Training large deep learning models is challenging due to high communication overheads that distributed training entails. Embracing the recent technological development of programmable network devices, this talk describes our efforts to rein in distributed deep learning's communication bottlenecks and offers an agenda for future work in this area. We demonstrate that an in-network aggregation primitive can accelerate distributed DL workloads, and can be implemented using modern programmable network devices. We discuss various designs for streaming aggregation and in-network data processing that lower memory requirements and exploit sparsity to maximize effective bandwidth use. We also touch on gradient compression methods, which contribute to lower communication volume and adapt to dynamic network conditions. Lastly, we consider how to continue our research in light of the enormous costs of training large models at scale, which make it quite hard for researchers to tackle this problem area. We will describe our ongoing work to create a new approach to emulate DL workloads at a fraction of the necessary resources.
24/06/2024
When: June 24th 2024, 11:00
Where: Aula 1, via del Castro Laurenziano 7a
Bio: Marco does not know what the next big thing will be. He asked ChatGPT, though the answer was underwhelming. But he's sure that our future next-gen computing and networking infrastructure must be a viable platform for it. Marco's research spans a number of areas in computer systems, including distributed systems, large-scale/cloud computing and computer networking with emphasis on programmable networks. His current focus is on designing better systems support for AI/ML and providing practical implementations deployable in the real world.
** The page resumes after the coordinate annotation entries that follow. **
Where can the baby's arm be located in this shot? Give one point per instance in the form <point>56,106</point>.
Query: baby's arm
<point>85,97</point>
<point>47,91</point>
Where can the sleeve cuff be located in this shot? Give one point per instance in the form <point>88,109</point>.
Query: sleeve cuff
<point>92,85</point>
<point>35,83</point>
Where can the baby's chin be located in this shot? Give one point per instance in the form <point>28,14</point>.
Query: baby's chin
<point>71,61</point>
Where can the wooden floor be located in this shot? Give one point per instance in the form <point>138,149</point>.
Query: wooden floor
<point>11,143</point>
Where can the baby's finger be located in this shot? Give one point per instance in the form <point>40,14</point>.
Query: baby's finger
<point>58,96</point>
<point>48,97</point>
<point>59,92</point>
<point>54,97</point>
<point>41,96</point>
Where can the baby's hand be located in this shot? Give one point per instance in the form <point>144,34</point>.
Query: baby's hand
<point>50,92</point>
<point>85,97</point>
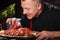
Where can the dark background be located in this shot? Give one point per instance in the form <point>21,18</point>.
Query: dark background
<point>18,9</point>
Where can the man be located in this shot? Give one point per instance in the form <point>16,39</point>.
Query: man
<point>41,17</point>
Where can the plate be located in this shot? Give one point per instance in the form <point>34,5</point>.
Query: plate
<point>8,36</point>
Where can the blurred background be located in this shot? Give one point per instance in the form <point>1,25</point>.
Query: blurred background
<point>12,8</point>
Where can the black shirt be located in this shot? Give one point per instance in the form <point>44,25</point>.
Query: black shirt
<point>48,20</point>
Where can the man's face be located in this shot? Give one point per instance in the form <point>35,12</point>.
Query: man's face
<point>30,8</point>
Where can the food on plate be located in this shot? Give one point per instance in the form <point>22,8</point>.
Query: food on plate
<point>2,32</point>
<point>19,32</point>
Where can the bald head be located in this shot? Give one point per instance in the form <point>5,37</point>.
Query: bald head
<point>31,8</point>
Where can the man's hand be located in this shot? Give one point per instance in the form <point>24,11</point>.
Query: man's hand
<point>44,35</point>
<point>13,22</point>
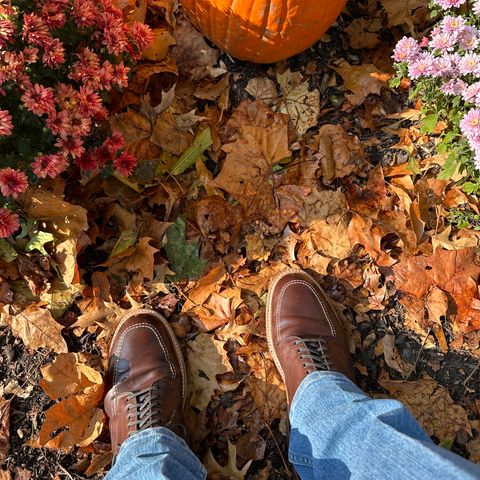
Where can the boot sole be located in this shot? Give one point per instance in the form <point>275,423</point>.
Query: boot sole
<point>173,338</point>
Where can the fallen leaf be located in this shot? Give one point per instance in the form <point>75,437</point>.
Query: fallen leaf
<point>162,41</point>
<point>230,470</point>
<point>361,80</point>
<point>301,104</point>
<point>340,154</point>
<point>431,405</point>
<point>77,415</point>
<point>206,358</point>
<point>247,170</point>
<point>183,254</point>
<point>4,429</point>
<point>37,328</point>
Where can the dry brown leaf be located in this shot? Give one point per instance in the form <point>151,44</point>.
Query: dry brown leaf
<point>363,33</point>
<point>230,470</point>
<point>4,429</point>
<point>454,271</point>
<point>401,12</point>
<point>267,387</point>
<point>194,57</point>
<point>361,80</point>
<point>77,414</point>
<point>299,103</point>
<point>247,170</point>
<point>258,282</point>
<point>431,405</point>
<point>162,41</point>
<point>37,328</point>
<point>262,88</point>
<point>206,358</point>
<point>340,154</point>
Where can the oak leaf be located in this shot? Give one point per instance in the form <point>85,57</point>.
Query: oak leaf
<point>361,80</point>
<point>431,405</point>
<point>77,413</point>
<point>37,328</point>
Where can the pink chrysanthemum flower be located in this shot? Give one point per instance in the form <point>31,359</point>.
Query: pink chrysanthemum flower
<point>451,24</point>
<point>30,54</point>
<point>7,31</point>
<point>406,50</point>
<point>12,182</point>
<point>89,101</point>
<point>85,13</point>
<point>472,94</point>
<point>422,66</point>
<point>54,53</point>
<point>469,64</point>
<point>6,124</point>
<point>142,35</point>
<point>468,38</point>
<point>35,30</point>
<point>114,143</point>
<point>470,124</point>
<point>59,123</point>
<point>125,163</point>
<point>49,165</point>
<point>39,100</point>
<point>120,75</point>
<point>443,41</point>
<point>71,146</point>
<point>449,3</point>
<point>9,223</point>
<point>455,86</point>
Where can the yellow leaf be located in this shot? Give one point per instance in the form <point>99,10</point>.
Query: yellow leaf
<point>37,328</point>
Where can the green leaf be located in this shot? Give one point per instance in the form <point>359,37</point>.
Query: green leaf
<point>182,254</point>
<point>125,241</point>
<point>38,241</point>
<point>429,123</point>
<point>190,156</point>
<point>7,252</point>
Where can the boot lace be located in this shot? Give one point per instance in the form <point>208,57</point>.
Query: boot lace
<point>144,409</point>
<point>314,353</point>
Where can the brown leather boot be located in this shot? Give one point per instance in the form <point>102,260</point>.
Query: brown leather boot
<point>147,377</point>
<point>303,331</point>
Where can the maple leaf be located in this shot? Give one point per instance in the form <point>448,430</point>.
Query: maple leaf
<point>230,470</point>
<point>206,358</point>
<point>454,271</point>
<point>37,328</point>
<point>431,405</point>
<point>183,254</point>
<point>81,389</point>
<point>4,429</point>
<point>361,80</point>
<point>301,104</point>
<point>247,170</point>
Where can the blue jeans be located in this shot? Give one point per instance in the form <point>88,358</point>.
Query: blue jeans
<point>337,433</point>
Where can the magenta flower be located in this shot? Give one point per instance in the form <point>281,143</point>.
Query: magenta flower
<point>422,66</point>
<point>406,50</point>
<point>470,64</point>
<point>12,182</point>
<point>6,125</point>
<point>470,124</point>
<point>449,3</point>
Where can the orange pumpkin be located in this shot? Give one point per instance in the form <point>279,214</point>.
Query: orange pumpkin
<point>263,31</point>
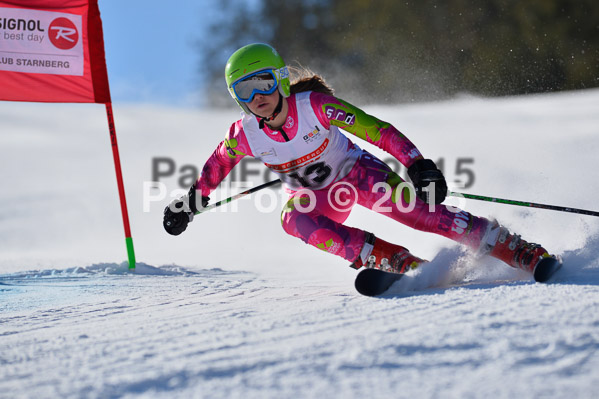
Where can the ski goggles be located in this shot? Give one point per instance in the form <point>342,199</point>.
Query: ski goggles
<point>260,82</point>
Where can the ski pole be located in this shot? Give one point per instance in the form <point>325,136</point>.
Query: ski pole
<point>237,196</point>
<point>523,203</point>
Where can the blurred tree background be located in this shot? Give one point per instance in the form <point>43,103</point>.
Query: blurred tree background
<point>400,51</point>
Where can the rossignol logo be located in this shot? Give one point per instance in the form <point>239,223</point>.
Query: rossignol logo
<point>37,41</point>
<point>21,24</point>
<point>63,33</point>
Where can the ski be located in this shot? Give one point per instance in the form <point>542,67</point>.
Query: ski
<point>373,282</point>
<point>546,268</point>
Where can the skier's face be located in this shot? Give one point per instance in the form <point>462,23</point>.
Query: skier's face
<point>264,105</point>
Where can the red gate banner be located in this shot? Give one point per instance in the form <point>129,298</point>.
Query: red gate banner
<point>52,51</point>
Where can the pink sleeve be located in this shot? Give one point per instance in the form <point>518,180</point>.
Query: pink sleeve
<point>357,122</point>
<point>227,154</point>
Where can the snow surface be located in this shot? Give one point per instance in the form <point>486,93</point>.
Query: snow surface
<point>236,308</point>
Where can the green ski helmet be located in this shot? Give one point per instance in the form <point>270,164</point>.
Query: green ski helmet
<point>253,58</point>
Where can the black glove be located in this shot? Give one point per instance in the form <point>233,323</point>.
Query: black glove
<point>180,212</point>
<point>423,173</point>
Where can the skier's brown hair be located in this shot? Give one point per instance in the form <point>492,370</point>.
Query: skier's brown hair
<point>303,79</point>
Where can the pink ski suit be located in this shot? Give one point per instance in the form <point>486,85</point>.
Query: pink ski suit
<point>327,174</point>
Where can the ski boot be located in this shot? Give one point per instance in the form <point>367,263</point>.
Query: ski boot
<point>520,254</point>
<point>379,254</point>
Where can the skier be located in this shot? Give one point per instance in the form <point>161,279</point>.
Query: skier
<point>293,128</point>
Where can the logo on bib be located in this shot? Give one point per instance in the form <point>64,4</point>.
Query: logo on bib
<point>289,123</point>
<point>313,135</point>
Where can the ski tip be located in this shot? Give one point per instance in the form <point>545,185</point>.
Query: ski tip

Marco is an Associate Professor of Computer Science at KAUST. Marco obtained his Ph.D. in computer science and engineering from the University of Genoa in 2009 after spending the last year as a visiting student at the University of Cambridge. He was a postdoctoral researcher at EPFL and a senior research scientist at Deutsche Telekom Innovation Labs & TU Berlin. Before joining KAUST, he was an assistant professor at UCLouvain. He also held positions at Intel, Microsoft and Google.